If you are importing as a business, make sure your PIN is registered under the correct obligations (VAT, income tax) before your first shipment — fixing this mid-clearance causes delays.

2. Source your supplier and confirm the landed cost

Before you commit, work out the full landed cost — not just the supplier's price. That means the goods value, international freight, insurance, import duty, excise (where it applies), import declaration fee, railway development levy, and VAT.

A good freight forwarder will give you a landed-cost estimate from the supplier's invoice and packing list, so you know your true cost per unit before you pay a deposit.

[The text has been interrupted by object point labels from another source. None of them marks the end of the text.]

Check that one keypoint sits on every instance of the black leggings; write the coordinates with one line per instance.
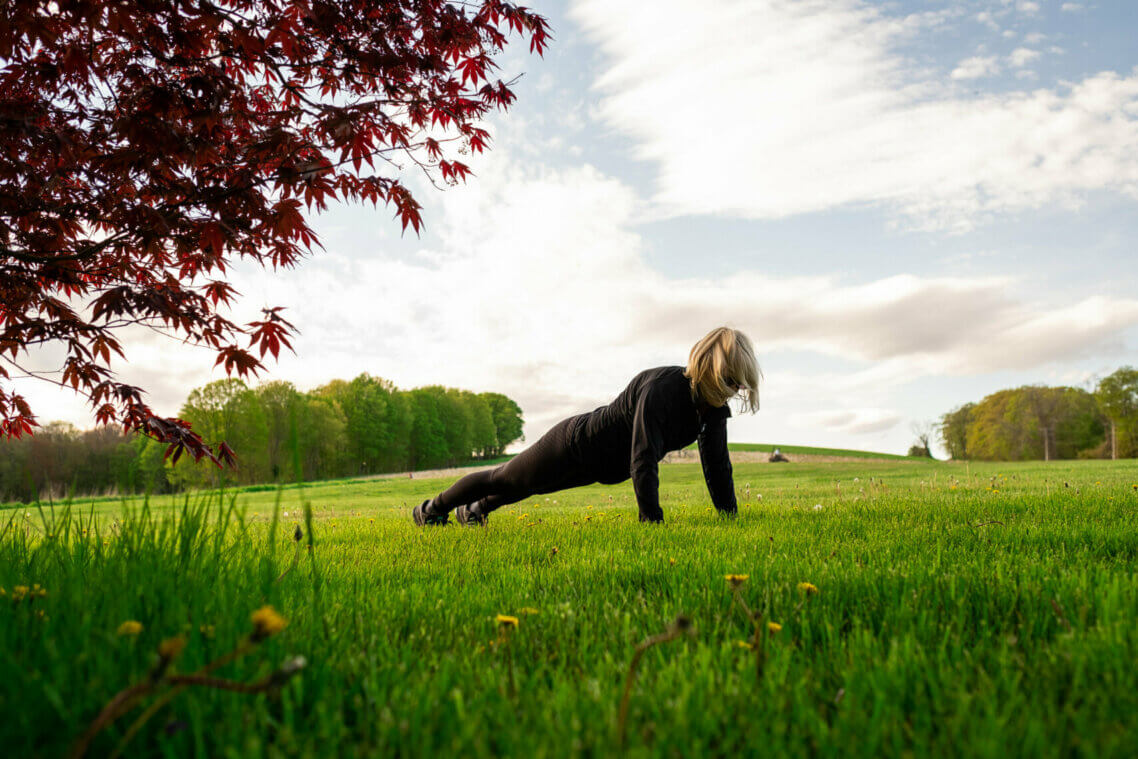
(544, 467)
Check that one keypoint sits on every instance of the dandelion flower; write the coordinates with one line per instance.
(130, 627)
(266, 621)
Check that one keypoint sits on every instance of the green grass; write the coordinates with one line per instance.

3. Raise an IDF and arrange pre-shipment inspection (PVoC)

An Import Declaration Form (IDF) is lodged on KRA's iCMS system for every commercial consignment. Many regulated products also require a KEBS Certificate of Conformity under the Pre-Export Verification of Conformity (PVoC) programme, inspected at origin before the goods ship.

Skipping PVoC on a product that requires it leads to destination inspection, penalties, and delays — so confirm your product category early.

4. Ship by sea or air

Sea freight through Mombasa is the most cost-effective route for bulky or non-urgent cargo; air freight through JKIA is faster for high-value, fast-moving stock. Your forwarder consolidates the cargo at origin, books the carrier, and issues the bill of lading or air waybill.

This is where the decision between sea and air really bites your margin — we break it down in our air-vs-sea guide linked below.

5. Customs clearance at the port

On arrival, a licensed clearing agent files the customs entry on iCMS, classifies your goods under the correct HS code, and pays the assessed duties and taxes on your behalf. KRA may select the consignment for verification before release.

Getting the HS classification right matters — it sets your duty rate and your compliance exposure. This is the single most common place importers overpay or get flagged.

6. Pay duties and take delivery

Once duties and taxes are paid and any inspections cleared, KRA issues a release order. Your cargo leaves the port or CFS and is transported to your warehouse or shop.

Plan your last-mile transport in advance so cargo isn't sitting in storage racking up charges the moment it's released.